The fifth largest US wireless operator, MetroPCS Communications (NYSE: TMUS), was the first carrier to launch the LTE network in the US in September 2010. And now, the telecom provider added yet another feather to its cap. It accomplished another high point by becoming the world’s first carrier to make available Voice over LTE (VoLTE) service in the US along with a handset which would support the technology. The company, which has around 9.3 million subscribers, plans to roll out the VoLTE service and also offer smartphones that would run on its latest platform in the near future.
Despite being a regional carrier, the company made an attempt to work in this area. Let’s check out how the first mover expects to take advantage of this piece of innovation.
How does this help the Carrier and its Users?
The company’s move towards deploying the 4G LTE and its present attempt to get into the VoLTE service will enable it to use the spectrum more efficiently and thus enhance its network capacity and reduce cost. Converting its customers to VoLTE services would help the company to free up some spectrum which is presently being consumed for providing voice and data services on its CDMA network. It also aims towards building the foundation for its forthcoming Rich Communications Services (RCS) that MetroPCS expects to start on late this year.
Now what exactly the VoLTE does
The Voice over LTE transmits voice calls over the LTE network by converting the voice into data. This helps the carriers to economically use the airwaves by using the more efficient LTE technology that gives much cleaner and clearer voice quality. So, the 3G spectrum that is being currently used can be relaxed for the deployment of the other network.
While this is the case with the regional prepaid carrier, what’s up with its fellow players?
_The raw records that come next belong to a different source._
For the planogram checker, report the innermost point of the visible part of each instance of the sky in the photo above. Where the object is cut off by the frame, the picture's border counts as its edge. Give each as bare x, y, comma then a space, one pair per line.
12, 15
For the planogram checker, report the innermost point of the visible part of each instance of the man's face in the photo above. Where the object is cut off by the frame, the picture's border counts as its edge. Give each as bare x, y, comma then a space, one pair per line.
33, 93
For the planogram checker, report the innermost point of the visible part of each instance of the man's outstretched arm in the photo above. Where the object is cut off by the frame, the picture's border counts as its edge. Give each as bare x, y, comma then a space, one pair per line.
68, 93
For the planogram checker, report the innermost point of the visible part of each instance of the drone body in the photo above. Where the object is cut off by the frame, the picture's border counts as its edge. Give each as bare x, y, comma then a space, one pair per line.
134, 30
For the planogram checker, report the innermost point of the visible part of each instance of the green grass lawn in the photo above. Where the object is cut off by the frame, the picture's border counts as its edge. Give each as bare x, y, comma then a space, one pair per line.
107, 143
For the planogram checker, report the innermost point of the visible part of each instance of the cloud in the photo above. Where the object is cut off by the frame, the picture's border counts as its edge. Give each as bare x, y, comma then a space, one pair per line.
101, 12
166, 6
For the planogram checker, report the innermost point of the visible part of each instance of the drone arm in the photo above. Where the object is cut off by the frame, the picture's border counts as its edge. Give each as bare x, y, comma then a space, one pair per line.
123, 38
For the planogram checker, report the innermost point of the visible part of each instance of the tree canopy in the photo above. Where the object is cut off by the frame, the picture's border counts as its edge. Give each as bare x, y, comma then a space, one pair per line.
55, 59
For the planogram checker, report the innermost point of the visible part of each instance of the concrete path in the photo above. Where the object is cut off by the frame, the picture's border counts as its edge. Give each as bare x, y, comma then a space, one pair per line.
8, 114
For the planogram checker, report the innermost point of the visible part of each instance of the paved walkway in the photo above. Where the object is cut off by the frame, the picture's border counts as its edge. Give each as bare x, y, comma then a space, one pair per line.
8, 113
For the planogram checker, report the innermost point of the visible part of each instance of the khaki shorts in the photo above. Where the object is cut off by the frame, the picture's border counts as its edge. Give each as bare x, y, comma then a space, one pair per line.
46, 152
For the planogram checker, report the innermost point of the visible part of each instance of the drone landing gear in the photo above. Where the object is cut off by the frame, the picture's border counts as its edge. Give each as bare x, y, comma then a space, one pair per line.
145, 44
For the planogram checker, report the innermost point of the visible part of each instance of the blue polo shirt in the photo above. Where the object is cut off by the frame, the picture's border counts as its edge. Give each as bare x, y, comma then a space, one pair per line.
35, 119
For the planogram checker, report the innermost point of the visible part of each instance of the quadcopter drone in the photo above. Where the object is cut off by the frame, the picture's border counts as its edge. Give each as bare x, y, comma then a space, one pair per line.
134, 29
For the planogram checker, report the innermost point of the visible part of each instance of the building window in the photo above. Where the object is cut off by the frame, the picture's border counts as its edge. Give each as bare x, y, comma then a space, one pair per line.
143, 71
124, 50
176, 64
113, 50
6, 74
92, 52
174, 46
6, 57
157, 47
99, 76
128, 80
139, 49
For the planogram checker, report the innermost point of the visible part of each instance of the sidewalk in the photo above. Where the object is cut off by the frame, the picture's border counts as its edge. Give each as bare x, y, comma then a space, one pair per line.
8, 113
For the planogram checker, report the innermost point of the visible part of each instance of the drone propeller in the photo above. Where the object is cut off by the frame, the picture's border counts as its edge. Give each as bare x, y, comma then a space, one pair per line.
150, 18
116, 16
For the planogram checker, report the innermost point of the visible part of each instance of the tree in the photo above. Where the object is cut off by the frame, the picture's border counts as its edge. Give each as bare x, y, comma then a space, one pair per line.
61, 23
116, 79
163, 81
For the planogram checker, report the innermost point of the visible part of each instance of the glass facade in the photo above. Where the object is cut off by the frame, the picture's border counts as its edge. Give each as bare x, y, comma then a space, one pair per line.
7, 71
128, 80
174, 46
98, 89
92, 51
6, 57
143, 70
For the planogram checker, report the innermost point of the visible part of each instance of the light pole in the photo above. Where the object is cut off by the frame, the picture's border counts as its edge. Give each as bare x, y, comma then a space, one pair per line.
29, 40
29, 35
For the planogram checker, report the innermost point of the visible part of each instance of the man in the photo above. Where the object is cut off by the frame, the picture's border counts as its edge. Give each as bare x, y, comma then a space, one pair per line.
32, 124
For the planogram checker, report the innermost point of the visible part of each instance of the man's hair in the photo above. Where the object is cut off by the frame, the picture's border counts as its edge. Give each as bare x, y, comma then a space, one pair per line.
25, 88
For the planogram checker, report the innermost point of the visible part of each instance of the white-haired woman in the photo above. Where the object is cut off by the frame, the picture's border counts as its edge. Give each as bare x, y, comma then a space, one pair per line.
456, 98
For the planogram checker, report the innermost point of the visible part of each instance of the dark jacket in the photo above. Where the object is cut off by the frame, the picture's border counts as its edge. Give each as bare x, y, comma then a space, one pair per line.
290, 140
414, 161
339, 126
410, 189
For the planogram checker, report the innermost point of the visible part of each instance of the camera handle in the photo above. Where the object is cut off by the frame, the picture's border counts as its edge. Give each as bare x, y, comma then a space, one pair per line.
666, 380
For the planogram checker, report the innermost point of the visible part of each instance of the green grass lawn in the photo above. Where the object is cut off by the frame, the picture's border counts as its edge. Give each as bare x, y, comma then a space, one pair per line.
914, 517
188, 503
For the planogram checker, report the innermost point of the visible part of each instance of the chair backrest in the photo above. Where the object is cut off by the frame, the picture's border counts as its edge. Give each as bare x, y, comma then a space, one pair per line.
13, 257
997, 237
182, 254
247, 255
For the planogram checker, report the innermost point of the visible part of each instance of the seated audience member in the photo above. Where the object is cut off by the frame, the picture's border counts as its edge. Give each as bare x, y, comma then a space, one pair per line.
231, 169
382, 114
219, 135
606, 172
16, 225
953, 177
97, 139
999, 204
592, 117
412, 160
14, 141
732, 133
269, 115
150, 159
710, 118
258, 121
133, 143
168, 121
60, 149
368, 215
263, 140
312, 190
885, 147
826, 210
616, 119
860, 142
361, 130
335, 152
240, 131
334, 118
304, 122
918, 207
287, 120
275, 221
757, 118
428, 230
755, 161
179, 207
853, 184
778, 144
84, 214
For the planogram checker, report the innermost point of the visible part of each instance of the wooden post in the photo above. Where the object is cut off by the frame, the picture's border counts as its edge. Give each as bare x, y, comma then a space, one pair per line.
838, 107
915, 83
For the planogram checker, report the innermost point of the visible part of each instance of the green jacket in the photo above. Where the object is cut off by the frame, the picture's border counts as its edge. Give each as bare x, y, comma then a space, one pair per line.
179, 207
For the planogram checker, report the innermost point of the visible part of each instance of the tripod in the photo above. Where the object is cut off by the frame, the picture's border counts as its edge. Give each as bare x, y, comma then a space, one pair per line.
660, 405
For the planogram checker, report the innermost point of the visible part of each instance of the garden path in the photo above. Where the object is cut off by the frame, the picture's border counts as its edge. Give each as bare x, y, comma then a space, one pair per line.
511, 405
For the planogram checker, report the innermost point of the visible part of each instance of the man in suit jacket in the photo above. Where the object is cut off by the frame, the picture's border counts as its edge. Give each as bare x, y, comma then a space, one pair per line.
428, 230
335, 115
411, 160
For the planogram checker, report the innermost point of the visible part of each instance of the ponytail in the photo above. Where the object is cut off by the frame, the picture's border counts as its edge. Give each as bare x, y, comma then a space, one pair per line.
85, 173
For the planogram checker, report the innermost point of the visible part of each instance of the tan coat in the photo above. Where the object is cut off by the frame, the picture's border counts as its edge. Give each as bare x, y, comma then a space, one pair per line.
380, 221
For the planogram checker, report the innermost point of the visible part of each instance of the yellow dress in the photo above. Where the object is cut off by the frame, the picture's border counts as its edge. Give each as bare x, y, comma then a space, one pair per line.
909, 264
The face-off between MetroPCS and fellow rivals
MetroPCS has come up with this advanced technique, while bigger carriers are yet to catch up. Verizon's (NYSE: VZ) and AT&T’s (NYSE: T) existing 4G LTE provides 4G speed only for data, but the voice services still runs on the its 3G network. This is where MetroPCS customers will have an advantage. Customers who own the LG Connect 4G offered by MetroPCS can take advantage of VoLTE and enjoy a better communication experience. This handset is very close to LG Viper 4G LTE that Sprint (NYSE: S) introduced in its last quarter.
Verizon tested voice calls over its LTE network in February last year and by the end of this year the top carrier plans to cover about 230 million Americans under its 4G network along with introducing its first VoIP-powered LTE phones. The wireless provider plans to target enterprise customers for its VoIP services. AT&T expects to have its VoLTE in place by 2013.
The third largest operator, Sprint, also proposes to consider moving to VoLTE next year. But of all the national carriers, Sprint would be the most desperate one to convert voice to IP network. This is so because the faster it processes to adopt the VoLTE, the sooner it will be able to reform the spectrum currently being used for the CDMA network. Sprint’s partner Clearwire (NASDAQ: CLWR) is scheduling the release of the VoLTE in the middle of next year when it plans to launch its TD-LTE network. Finally, T-Mobile’s VoLTE is not in the picture yet. The carrier is yet to launch the LTE and that is a year away.
This is exactly what impresses me about MetroPCS. The transition from a 3G to 4G network will assist the carrier to improve its network capacity. While other national carriers were in no rush to come up with the new VoLTE service, this carrier took the lead. Verizon and AT&T may be way ahead of MetroPCS in terms of the number of subscribers, yet they have a lot to learn from this not-so-big player. The regional carrier in true sense has turned out to be the LTE trendsetter.